House debates
Wednesday, 18 March 2015
Questions without Notice
Death Penalty
2:16 pm
Bob Katter (Kennedy, Independent) Share this | Link to this | Hansard source
My question is to the Minister for Foreign Affairs. The Fin Review quotes retired ASIO chief David Irvine:
… look at the … Indonesian Parliament and you see the level of criticism and … dislike of Australia …

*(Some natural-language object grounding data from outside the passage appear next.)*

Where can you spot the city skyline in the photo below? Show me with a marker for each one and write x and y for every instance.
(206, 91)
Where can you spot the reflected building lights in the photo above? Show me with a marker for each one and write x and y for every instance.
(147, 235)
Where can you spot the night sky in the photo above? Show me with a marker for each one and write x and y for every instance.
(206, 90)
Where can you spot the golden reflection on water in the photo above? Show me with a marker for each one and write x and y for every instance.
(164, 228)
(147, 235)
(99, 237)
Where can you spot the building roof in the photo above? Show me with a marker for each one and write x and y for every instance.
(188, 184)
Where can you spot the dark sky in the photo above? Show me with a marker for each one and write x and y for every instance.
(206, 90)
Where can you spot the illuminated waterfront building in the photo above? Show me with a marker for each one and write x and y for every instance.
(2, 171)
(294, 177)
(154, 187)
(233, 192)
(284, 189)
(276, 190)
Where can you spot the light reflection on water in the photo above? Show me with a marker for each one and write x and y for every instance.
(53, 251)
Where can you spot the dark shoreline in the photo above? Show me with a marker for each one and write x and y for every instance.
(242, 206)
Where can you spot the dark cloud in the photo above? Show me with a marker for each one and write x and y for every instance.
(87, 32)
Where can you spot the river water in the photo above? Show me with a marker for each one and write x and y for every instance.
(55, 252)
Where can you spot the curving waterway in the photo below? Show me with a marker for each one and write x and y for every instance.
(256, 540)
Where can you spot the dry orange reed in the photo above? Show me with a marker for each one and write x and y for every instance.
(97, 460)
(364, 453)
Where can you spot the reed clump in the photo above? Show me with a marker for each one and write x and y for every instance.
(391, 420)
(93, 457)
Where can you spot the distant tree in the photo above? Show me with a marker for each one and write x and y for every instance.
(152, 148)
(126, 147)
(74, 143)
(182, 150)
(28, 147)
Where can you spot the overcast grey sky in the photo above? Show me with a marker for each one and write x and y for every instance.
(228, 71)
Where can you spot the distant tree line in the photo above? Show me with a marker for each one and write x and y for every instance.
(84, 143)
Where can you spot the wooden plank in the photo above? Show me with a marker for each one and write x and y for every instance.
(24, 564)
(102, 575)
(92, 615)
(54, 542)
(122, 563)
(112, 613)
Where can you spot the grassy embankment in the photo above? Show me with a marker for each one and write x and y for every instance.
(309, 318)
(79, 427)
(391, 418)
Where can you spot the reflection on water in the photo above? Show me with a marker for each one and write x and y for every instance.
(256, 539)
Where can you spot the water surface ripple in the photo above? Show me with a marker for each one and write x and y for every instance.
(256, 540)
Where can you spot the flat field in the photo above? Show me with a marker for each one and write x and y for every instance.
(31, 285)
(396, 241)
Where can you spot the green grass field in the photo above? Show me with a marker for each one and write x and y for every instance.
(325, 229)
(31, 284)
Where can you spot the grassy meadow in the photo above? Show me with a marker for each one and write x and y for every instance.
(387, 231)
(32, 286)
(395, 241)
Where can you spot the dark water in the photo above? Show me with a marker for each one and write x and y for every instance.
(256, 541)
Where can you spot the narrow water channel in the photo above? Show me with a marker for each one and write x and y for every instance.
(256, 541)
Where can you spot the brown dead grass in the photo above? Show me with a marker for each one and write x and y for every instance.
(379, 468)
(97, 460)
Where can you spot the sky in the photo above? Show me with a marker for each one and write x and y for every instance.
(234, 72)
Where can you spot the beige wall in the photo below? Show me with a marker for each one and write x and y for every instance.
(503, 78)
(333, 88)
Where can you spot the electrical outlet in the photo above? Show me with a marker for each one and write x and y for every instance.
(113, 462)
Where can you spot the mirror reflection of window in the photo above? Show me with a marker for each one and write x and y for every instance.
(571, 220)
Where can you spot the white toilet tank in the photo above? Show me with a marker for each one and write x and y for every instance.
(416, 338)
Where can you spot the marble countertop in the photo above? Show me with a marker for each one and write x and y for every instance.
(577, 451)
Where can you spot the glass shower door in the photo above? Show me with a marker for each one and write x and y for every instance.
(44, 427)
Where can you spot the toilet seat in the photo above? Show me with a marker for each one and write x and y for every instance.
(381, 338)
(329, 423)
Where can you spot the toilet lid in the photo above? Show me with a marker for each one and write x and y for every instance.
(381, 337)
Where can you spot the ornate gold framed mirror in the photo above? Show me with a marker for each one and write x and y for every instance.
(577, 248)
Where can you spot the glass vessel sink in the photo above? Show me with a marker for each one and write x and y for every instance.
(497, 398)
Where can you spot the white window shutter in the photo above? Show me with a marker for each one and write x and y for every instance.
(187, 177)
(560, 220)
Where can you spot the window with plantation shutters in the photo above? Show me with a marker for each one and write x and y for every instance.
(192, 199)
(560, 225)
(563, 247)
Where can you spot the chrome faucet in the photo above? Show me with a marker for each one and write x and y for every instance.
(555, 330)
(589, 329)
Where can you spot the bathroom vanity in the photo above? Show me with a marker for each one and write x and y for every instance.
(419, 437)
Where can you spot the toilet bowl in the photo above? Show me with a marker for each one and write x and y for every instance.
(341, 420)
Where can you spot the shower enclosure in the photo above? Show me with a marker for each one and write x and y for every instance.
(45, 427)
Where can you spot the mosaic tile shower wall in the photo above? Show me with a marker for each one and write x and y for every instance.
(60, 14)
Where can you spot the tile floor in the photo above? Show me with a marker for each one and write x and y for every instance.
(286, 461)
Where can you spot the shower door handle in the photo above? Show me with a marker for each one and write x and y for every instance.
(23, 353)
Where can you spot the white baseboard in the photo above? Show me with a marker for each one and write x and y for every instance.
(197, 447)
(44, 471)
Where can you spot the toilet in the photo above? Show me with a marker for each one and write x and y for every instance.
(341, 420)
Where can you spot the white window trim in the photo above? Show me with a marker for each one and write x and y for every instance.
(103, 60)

We project an air of condescension. Every year drugs kill 1,000 innocent Australians. Doesn't fighting for traffickers, however justified, reinforce to Indonesia our government's manifest colonial-like indifference to Asian sensitivities, laws and customs? First Australians found that friction causes fire. Northern cattlemen got burnt. Who next, Minister? (Time expired)
2:17 pm
Ms Julie Bishop (Curtin, Liberal Party, Minister for Foreign Affairs) Share this | Link to this | Hansard source
I thank the member for Kennedy for his question. Australia and Indonesia enjoy a strong, bilateral, longstanding relationship. In recent times, the former foreign minister and I actually assessed the breadth and the depth of the relationship between Australia and Indonesia, and we were able to produce 60 different areas of shared common interest across about 20 separate government departments and agencies. These were formal treaties, agreements, working groups, summits. It just underscored the breadth, the depth and the diversity of the relationship with Indonesia. We have a very healthy and respectful relationship with the new Widodo administration. Indeed, President Widodo came to the G20 meeting in Brisbane and we were able to discuss a range of matters of mutual interest and concern.

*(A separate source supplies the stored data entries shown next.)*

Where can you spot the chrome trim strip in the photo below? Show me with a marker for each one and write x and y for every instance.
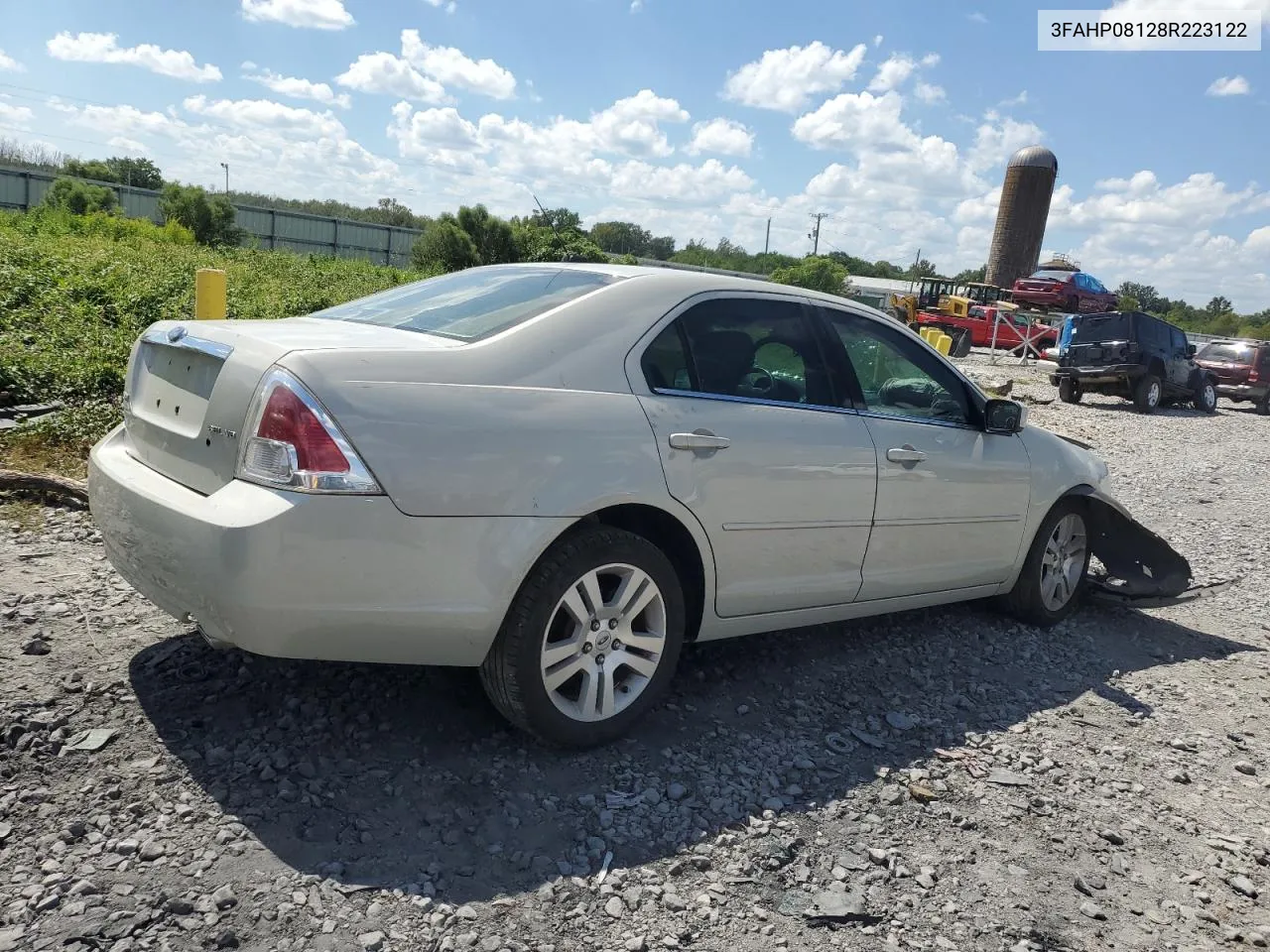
(212, 348)
(757, 402)
(811, 525)
(949, 521)
(818, 408)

Australia opposes the death penalty both at home and abroad, and we have made respectful submissions—and I thank the Labor Party for their support. We have made very respectful submissions to Indonesia. Indeed, I note that Indonesia also opposes the death penalty for its citizens when they face death row in other countries abroad. So we are not asking of Indonesia or the Indonesian President anything that Indonesia does not ask and receive from other countries.
I do concede that we inherited a number of tensions when we came to office. There was, of course, the issue of the failure in border protection. That failure meant that Indonesia self-described as a victim because so many people were being lured to Australia by the people-smuggling trade, which then flourished in Indonesia once more. When 1,200 people died at sea as a result of those failed border protection laws, I know Indonesia felt it as seriously as Australia did.
We also inherited the Snowden allegations, but I am pleased to say that we were able to work through those issues, quietly, behind the scenes, and we have come to an accommodation on intelligence sharing. We have probably the highest level of intelligence sharing and counterterrorism cooperation that we have ever seen, for we both face the challenge of foreign terrorist fighters and we are working very closely together.
Of course, as you alluded, there was the issue of the overnight announcement of a ban on live cattle to Indonesia, and that was a terrible moment in the life of the Rudd-Gillard-Rudd government. But we have done a lot of work to restore that, and I pay tribute to the Minister for Agriculture for the work that he has done in ensuring that the cattle producers in Australia can continue to supply live cattle to Indonesia. We are a trusted and reliable trading partner. We will continue to be so.
And, yes, there will be challenges in the relationship, as there are with any relationships, but Australia is determined to ensure that this is a strong relationship that endures.